From an interview on the Knowledge at Wharton website, Wharton School of Business at The University of Pennsylvania, covering a new and intriguing book (now on my short list), Humility is the New Smart, Rethinking Human Excellence in the Smart Machine Age:
"We human beings are going to be in a frantic footrace with smart machines to stay relevant. [What] we’re going to have to do well are those things which are uniquely human, such as our ability to create, innovate and relate at the highest emotional levels with other humans. In order to do that, we have to basically overcome our humanness. That’s the counter-intuitive part of this. We can’t stay relevant by trying to outthink Watson. Watson can process, remember, and recall much more information than us."

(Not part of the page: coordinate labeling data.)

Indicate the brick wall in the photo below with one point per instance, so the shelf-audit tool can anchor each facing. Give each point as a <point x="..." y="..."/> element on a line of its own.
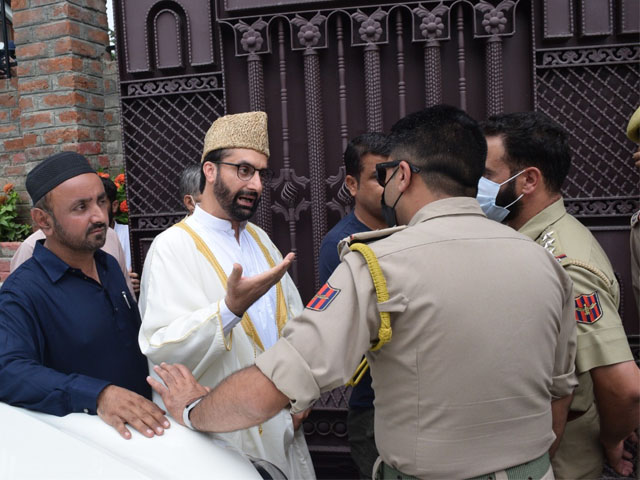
<point x="64" y="95"/>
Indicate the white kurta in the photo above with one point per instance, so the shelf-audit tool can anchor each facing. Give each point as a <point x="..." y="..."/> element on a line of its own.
<point x="183" y="312"/>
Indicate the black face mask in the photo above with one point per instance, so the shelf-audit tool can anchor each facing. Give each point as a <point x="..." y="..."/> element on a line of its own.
<point x="389" y="213"/>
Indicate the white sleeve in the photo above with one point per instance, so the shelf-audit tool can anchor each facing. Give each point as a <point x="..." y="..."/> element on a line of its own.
<point x="181" y="307"/>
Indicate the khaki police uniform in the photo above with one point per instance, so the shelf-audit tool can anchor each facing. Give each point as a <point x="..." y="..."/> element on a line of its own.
<point x="634" y="241"/>
<point x="601" y="337"/>
<point x="483" y="338"/>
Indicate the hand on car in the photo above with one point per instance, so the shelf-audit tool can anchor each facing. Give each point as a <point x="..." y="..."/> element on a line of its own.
<point x="118" y="406"/>
<point x="179" y="390"/>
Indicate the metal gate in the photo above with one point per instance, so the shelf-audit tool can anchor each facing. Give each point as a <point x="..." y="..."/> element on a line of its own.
<point x="328" y="73"/>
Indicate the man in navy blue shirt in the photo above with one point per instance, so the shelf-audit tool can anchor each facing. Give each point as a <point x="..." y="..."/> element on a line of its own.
<point x="360" y="159"/>
<point x="68" y="323"/>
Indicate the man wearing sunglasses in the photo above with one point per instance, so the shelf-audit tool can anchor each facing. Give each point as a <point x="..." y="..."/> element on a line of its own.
<point x="478" y="365"/>
<point x="215" y="293"/>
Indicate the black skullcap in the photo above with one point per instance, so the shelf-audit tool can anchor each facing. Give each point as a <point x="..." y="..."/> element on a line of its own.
<point x="53" y="171"/>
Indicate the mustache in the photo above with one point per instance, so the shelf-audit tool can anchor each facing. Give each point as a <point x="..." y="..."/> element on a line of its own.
<point x="95" y="226"/>
<point x="246" y="193"/>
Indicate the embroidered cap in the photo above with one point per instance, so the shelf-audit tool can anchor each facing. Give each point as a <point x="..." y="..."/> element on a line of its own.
<point x="633" y="129"/>
<point x="242" y="130"/>
<point x="54" y="170"/>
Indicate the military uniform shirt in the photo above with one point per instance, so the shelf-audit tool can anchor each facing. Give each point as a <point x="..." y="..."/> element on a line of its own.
<point x="635" y="258"/>
<point x="483" y="339"/>
<point x="601" y="337"/>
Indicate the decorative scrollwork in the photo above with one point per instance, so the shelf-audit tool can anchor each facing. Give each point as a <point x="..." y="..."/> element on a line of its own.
<point x="494" y="20"/>
<point x="155" y="222"/>
<point x="432" y="26"/>
<point x="591" y="56"/>
<point x="602" y="207"/>
<point x="370" y="29"/>
<point x="149" y="88"/>
<point x="309" y="33"/>
<point x="252" y="39"/>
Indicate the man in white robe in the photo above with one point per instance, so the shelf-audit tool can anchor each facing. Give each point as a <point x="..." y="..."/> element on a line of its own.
<point x="215" y="293"/>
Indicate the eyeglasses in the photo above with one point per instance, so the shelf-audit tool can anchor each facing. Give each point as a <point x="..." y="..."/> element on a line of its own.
<point x="246" y="171"/>
<point x="381" y="170"/>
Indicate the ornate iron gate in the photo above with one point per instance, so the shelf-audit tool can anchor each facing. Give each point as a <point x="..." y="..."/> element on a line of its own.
<point x="345" y="67"/>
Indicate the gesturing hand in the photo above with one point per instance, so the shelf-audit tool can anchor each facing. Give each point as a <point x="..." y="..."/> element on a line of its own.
<point x="243" y="291"/>
<point x="181" y="388"/>
<point x="299" y="418"/>
<point x="118" y="406"/>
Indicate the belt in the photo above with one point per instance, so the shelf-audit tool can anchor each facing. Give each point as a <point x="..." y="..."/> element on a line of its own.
<point x="573" y="415"/>
<point x="533" y="470"/>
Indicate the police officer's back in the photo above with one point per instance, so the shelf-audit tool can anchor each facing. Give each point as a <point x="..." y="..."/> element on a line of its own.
<point x="477" y="364"/>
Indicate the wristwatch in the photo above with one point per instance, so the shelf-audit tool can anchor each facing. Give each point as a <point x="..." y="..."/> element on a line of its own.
<point x="187" y="411"/>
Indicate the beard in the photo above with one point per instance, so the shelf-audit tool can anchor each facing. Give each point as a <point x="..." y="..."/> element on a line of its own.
<point x="230" y="202"/>
<point x="93" y="240"/>
<point x="507" y="196"/>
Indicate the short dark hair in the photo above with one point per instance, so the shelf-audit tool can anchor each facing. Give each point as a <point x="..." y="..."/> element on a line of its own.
<point x="213" y="156"/>
<point x="532" y="139"/>
<point x="368" y="143"/>
<point x="446" y="144"/>
<point x="189" y="183"/>
<point x="110" y="189"/>
<point x="44" y="203"/>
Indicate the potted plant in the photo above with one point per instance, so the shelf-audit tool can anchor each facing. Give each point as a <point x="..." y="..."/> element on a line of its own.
<point x="11" y="228"/>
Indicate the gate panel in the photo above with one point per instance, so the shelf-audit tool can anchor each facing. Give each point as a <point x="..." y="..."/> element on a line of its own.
<point x="587" y="79"/>
<point x="327" y="74"/>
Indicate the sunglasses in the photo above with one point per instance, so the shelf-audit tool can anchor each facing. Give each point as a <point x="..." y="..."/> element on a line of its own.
<point x="246" y="171"/>
<point x="381" y="170"/>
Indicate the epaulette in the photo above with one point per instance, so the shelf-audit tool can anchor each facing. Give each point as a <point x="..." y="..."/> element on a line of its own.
<point x="366" y="237"/>
<point x="551" y="244"/>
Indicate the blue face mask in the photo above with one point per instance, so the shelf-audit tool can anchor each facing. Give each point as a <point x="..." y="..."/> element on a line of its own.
<point x="487" y="193"/>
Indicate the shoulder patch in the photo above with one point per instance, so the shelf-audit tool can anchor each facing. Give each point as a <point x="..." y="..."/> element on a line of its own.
<point x="323" y="298"/>
<point x="588" y="308"/>
<point x="372" y="235"/>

"When knowledge has a short shelf life and smart machines can remember and process more than us, what is smart going to mean? Instead of getting my ego all wrapped up in how much I know, New Smart says, 'Define yourself as the quality of your thinking, listening, relating and collaborating. [Those are] the key behaviors that are necessary in order for you and me to think critically, innovatively and to collaborate with others, all of which require other people.'”
"The environment in which people excel at creativity or innovation is very humanistic and people-centric. Technology will dehumanize business by reducing human headcount, but on the opposite side, it’s going to require all organizations to become more humanistic, more people-centric, more psychology-oriented, [and harness] the power of emotions."